Data governance is a very necessary aspect of information – especially as the amount of data organizations manage expands. Imagine if some of the information in your vast amount of big data contained sensitive customer records, government documents requiring clearance, or corporate secrets that only a few should know. In all of these situations, data governance can ensure that the important information reaches the right individuals or groups and restricts access to all others.
What Data Governance Is
According to Robert S. Seiner, data governance is, “the execution and enforcement of authority over the management of data and data-related resources.” Simply put, an organization must have some type of policy in place to determine who has access to what information and how that information should be managed.
In terms of data security, some companies operate on an honor system where employees are taught what data they need to get and how they manage it. On the other side of the spectrum are companies that rely on non-disclosure agreements and all sorts of legal and technical safeguards. While these policies may help with security, they do not help make the large chunks of big data that companies deal with today more approachable. Governing this data requires a more sophisticated technique.
The Big Data Problem
Because big data deals with massive amounts of information, the old methods of data governance may not necessarily be applicable. In the old way of thinking, as Forrester analyst Michele Goetz explains, data governance is “freedom from risk”. By controlling the ingress and egress of data, organizations also control the amount of risk they are willing to endure. While sometimes necessary, it takes away some of the freedom to grow and experiment that an open data system would allow.
The new thinking for data governance is that businesses need agility and rapid access to all of this big data they have at their disposal. Old permission systems and bureaucracy slow down innovation, which is something they cannot afford if they wish to stay competitive. Businesses in the big data age must find ways to develop policies that enable creativity and exploration of data, while still maintaining a reasonable level of security.
One technical solution is to employ some type of information discovery tool that is specifically designed for big data. These companies may use Hadoop in conjunction with any number of tools that make it easier to analyze big data and get just the right data they need. When employees are trained to use these tools correctly, they will only deal with the data that relates to their jobs and can safely ignore the rest.
More than ever before, it may be necessary for organizations to rethink their policies on data access. They will have to navigate the narrow path between enforcing data security and encouraging the free flow of knowledge that can ultimately stimulate growth and accelerate the path to success.
Data and Information Governance Solutions
Any true solution to governing big data must address the aforementioned problems without compromising security or the free discovery and analysis of data. The following are some commercial solutions to the issue of big data governance.
- IBM’s Information Lifecycle Governance – Combining technology it acquired from PSS Systems in 2010 with its own take on data governance, IBM provides systems for enterprise discovery management, retention management, and defensible disposal of data.
- EMC’s Master Data Management – EMC’s MDM services help companies develop roadmaps and strategies for data governance. With it they can develop roles, policies, responsibilities, processes, procedures, and organizational structure for data management.

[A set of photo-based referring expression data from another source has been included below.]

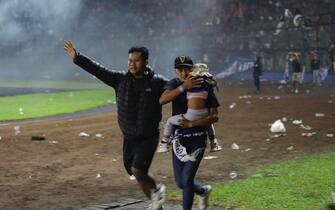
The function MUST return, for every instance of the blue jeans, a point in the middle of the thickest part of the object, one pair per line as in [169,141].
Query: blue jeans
[184,173]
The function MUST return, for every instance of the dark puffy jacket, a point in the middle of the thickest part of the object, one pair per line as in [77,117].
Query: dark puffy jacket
[138,107]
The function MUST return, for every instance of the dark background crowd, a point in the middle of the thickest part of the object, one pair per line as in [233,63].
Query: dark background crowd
[211,31]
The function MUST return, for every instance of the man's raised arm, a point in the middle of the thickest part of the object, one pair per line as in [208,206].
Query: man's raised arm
[107,76]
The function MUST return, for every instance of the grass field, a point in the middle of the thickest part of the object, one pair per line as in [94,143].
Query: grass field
[53,84]
[40,105]
[292,185]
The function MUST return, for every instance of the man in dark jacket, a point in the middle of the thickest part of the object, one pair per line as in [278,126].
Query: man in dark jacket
[257,73]
[297,72]
[139,113]
[315,67]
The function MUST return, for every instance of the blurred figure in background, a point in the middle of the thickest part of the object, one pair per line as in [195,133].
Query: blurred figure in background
[257,73]
[315,67]
[297,72]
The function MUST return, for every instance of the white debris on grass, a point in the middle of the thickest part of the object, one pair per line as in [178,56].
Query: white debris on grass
[235,146]
[83,134]
[277,135]
[290,148]
[21,111]
[99,135]
[17,130]
[306,127]
[278,127]
[297,122]
[232,106]
[319,114]
[233,174]
[210,157]
[53,142]
[308,134]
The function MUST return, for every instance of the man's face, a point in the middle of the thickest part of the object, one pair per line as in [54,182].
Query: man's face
[136,64]
[183,72]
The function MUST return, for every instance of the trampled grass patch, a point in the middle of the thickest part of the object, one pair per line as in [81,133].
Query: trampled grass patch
[40,105]
[53,84]
[292,185]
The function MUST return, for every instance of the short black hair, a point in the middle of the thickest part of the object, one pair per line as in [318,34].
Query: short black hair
[143,50]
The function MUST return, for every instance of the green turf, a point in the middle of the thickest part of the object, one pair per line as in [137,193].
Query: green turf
[302,185]
[40,105]
[53,84]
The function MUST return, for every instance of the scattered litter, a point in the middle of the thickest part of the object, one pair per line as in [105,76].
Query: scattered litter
[319,115]
[38,138]
[308,134]
[210,157]
[257,176]
[278,127]
[232,106]
[233,174]
[21,111]
[297,122]
[282,82]
[275,175]
[306,127]
[272,136]
[83,134]
[17,130]
[290,148]
[235,146]
[99,135]
[53,142]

- Autonomy’s Information Management – Automony, a subsidiary of HP, provides a wide range of products dealing with everything from eDiscovery to regulatory and compliance. Among their products is an information governance toolset in the Autonomy Legal Performance Suite.
Companies like Sears have adopted Hadoop in the hopes of catching up to online competitors like Amazon that have been chipping away at retail profits. Rather than focusing on saving storage space and compartmentalizing data, the objective now seems to be geared toward consolidating all of the data into one big heap and then analyzing it.

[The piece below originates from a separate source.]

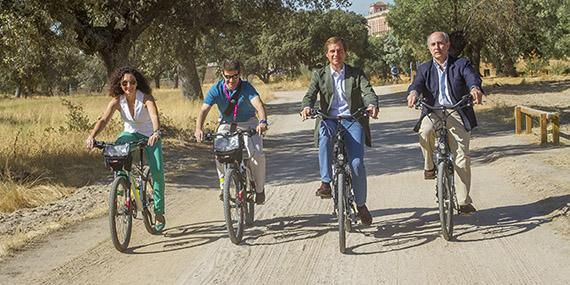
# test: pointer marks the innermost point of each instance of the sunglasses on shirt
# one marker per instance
(126, 82)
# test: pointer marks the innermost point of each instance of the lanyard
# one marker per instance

Managing this type of data is considerably different than the management of neatly divided files and structured data. A policy cannot be file-based, for example, when the file may not have a recognizable designation. Instead the users who are actually performing the analysis must have some type of filtration tailored to their needs and even their level of clearance or permissions.

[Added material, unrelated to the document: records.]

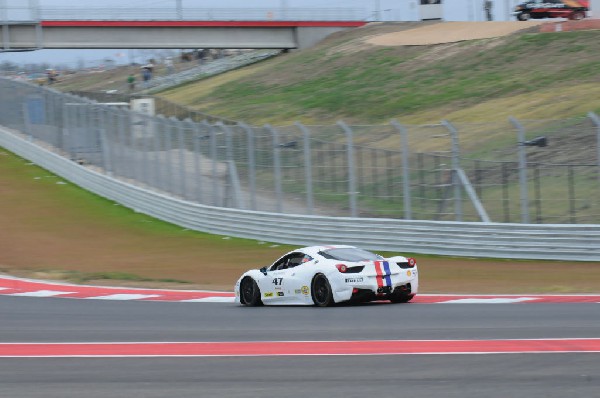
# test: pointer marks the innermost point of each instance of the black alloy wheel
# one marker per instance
(321, 291)
(400, 298)
(524, 16)
(249, 292)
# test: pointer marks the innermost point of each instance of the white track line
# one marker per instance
(40, 293)
(210, 300)
(123, 297)
(488, 301)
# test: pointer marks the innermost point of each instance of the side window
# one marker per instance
(298, 258)
(290, 261)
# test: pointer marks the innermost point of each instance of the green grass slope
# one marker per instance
(55, 230)
(527, 75)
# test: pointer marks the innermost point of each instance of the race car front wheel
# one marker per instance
(321, 291)
(249, 292)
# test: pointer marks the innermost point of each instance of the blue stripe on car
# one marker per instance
(386, 268)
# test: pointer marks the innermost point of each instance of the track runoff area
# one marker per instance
(17, 287)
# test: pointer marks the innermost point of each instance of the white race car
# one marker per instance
(327, 275)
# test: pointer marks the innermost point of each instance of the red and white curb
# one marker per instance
(11, 286)
(297, 348)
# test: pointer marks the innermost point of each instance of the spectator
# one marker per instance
(131, 82)
(169, 65)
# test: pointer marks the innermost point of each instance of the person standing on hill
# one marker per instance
(131, 82)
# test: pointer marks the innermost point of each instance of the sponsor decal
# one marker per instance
(354, 280)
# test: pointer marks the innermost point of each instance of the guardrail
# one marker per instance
(513, 241)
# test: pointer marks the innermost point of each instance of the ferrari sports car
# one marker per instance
(328, 275)
(537, 9)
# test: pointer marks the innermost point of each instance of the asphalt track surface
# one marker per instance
(58, 320)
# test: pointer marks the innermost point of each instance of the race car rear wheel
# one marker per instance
(249, 292)
(577, 15)
(321, 291)
(401, 298)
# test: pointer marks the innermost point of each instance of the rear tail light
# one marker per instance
(341, 267)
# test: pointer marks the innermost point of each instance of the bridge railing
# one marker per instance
(25, 12)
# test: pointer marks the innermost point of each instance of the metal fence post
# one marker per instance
(104, 142)
(156, 146)
(307, 167)
(523, 189)
(458, 208)
(405, 169)
(182, 163)
(251, 163)
(351, 173)
(596, 121)
(276, 167)
(196, 129)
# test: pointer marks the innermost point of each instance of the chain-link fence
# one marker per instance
(499, 172)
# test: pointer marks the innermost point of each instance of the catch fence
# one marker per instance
(491, 172)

This data governance system should also help its users determine what information is valuable to the organization and what information can be discarded or archived. Finally, it must give the users the functionality to recognize the information that presents a risk to keep or discard for legal or regulatory reasons.
Keeping it Simple
The images of 90s companies under federal investigation dumping mounds of shredded documents out the window may be over, but those mounds of information still exist, albeit in digital form. And the risk some of those documents may present is still real. Nevertheless, much of the data has tremendous value, and we now have the tools to unlock that value and benefit significantly from its discovery. Data governance need not be overly complex to the point where it is so confusing that it fails to live up to its intended purpose. As big data analysis solutions become even better at sorting through data and delivering natural answers relevant to the questions companies actually have, governance of that data will be become simpler and more manageable.